Perquisita la fondazione degli ex ds

Mestre, per la Finanza l’ex presidente Marchese avrebbe incassato contributi illeciti

VENEZIA – La Guardia di finanza è entrata anche nella sede del Partito Democratico, in via Cecchini 5 a Mestre: ha compiuto una perquisizione negli uffici della Fondazione «Rinascita 2007», la società che gestisce il patrimonio immobiliare dei Ds veneziani, il partito che si è sciolto nel Pd assieme alla Margherita. Presidente della Fondazione, che ha la sede allo stesso indirizzo del Pd, fino a tre mesi fa è stato il consigliere regionale Giampietro Marchese, l’esponente politico che, stando al rapporto delle «fiamme gialle», avrebbe incassato «finanziamenti illeciti» da parte del Consorzio Venezia Nuova o comunque di società che ne fanno parte.
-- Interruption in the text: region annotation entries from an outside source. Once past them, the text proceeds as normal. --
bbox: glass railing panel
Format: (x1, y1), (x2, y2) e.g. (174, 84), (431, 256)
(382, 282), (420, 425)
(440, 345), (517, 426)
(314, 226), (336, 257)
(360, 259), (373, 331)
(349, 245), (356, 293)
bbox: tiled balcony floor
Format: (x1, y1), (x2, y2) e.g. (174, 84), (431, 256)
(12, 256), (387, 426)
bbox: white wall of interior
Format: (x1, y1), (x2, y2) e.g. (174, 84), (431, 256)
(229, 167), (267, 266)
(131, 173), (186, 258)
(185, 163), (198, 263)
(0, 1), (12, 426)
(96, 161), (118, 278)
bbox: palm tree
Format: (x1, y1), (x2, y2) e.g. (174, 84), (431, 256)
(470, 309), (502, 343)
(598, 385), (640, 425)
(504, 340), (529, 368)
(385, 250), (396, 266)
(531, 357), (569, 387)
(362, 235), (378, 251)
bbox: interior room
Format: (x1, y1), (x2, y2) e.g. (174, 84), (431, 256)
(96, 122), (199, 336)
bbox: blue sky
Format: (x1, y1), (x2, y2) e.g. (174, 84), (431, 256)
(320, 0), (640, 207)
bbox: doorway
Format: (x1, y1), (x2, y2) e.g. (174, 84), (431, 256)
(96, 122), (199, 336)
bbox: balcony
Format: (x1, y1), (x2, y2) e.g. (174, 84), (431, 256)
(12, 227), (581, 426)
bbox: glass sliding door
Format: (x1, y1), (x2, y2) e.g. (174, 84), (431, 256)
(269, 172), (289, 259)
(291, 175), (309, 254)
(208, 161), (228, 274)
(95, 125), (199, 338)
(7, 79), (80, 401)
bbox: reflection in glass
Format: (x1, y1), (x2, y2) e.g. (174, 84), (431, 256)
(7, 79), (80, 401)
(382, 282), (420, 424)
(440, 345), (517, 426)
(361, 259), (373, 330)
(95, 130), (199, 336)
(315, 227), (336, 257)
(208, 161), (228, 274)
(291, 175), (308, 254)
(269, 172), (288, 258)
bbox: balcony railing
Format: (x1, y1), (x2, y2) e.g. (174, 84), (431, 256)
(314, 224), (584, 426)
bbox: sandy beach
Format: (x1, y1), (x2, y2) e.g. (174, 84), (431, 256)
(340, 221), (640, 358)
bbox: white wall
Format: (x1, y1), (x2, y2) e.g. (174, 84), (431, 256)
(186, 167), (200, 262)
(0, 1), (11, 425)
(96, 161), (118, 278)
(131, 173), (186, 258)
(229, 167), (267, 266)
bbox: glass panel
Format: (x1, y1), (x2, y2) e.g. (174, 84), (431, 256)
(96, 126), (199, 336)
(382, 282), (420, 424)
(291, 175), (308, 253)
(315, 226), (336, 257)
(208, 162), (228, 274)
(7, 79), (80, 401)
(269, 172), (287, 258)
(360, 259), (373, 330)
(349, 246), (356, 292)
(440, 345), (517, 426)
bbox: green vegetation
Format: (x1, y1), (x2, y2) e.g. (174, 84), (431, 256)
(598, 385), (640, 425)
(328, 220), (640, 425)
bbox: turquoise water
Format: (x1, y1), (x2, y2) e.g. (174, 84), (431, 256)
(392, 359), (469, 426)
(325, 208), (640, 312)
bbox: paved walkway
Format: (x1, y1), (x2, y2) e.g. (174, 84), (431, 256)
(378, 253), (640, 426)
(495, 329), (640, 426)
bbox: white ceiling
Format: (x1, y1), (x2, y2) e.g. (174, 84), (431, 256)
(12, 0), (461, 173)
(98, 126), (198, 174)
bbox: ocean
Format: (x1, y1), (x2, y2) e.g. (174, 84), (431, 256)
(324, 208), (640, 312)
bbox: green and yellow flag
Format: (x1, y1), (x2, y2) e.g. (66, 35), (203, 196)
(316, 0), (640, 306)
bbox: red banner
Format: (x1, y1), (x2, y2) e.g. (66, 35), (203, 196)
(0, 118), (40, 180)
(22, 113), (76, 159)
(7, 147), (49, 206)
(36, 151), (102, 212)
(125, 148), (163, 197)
A differenza del sindaco di Venezia, per ora, Marchese non ha smentito la notizia e, più volte cercato al telefono, non ha mai risposto. A differenza dei sindaci, che stando alla legge non avevano l’obbligo di rendicontare contributi e spese elettorali ma Giorgio Orsoni lo ha fatto comunque, tutti i consiglieri regionali sono tenuti a denunciare quanto hanno speso e da chi hanno ricevuto finanziamenti, visto che la norma impone anche un tetto massimo per le spese elettorali. Nella lunga informativa della Guardia di finanza il nome di Marchese ricorre in più occasioni, anche quando i militari si ritrovano a trascrivere le intercettazioni ambientali colte grazie ad una microspia posta negli uffici della Coveco di Marghera, la società per cui lavorava uno degli arrestati, Pio Savioli. A parlare, l’8 giugno 2011, è il presidente Coveco Franco Morbioli, di fronte c’è Marchese, ex segretario organizzativo del Pd veneziano. È il giorno dell’apertura delle buste della gara d’appalto per lo scavo dei canali navigabili dell’Autorità portuale: Morbioli spiega a Marchese che per quel bando «Mazzacurati ha fatto fare un’unica cordata formata da tutti i piccoli imprenditori per accontentarli e non rompersi i coglioni e ha tenuto fuori gli altri, compreso Baita». Insomma gli racconta tutto del trucco ideato dall’ex presidente del Consorzio, trucco che è costato a lui e agli alti l’arresto per turbativa d’asta. Il senatore Felice Casson, intanto, durante un dibattito ieri sera, ha chiesto a tutti i candidati del suo partito, il Pd, di rendere pubblici i contributi elettorali, a livello comunale, provinciale e regionale, ricevuti. «Occorre trasparenza», ha ribadito il senatore, «e dunque devono essere resi pubblici, se ci sono stati, gli importi e da chi sono stati ricevuti».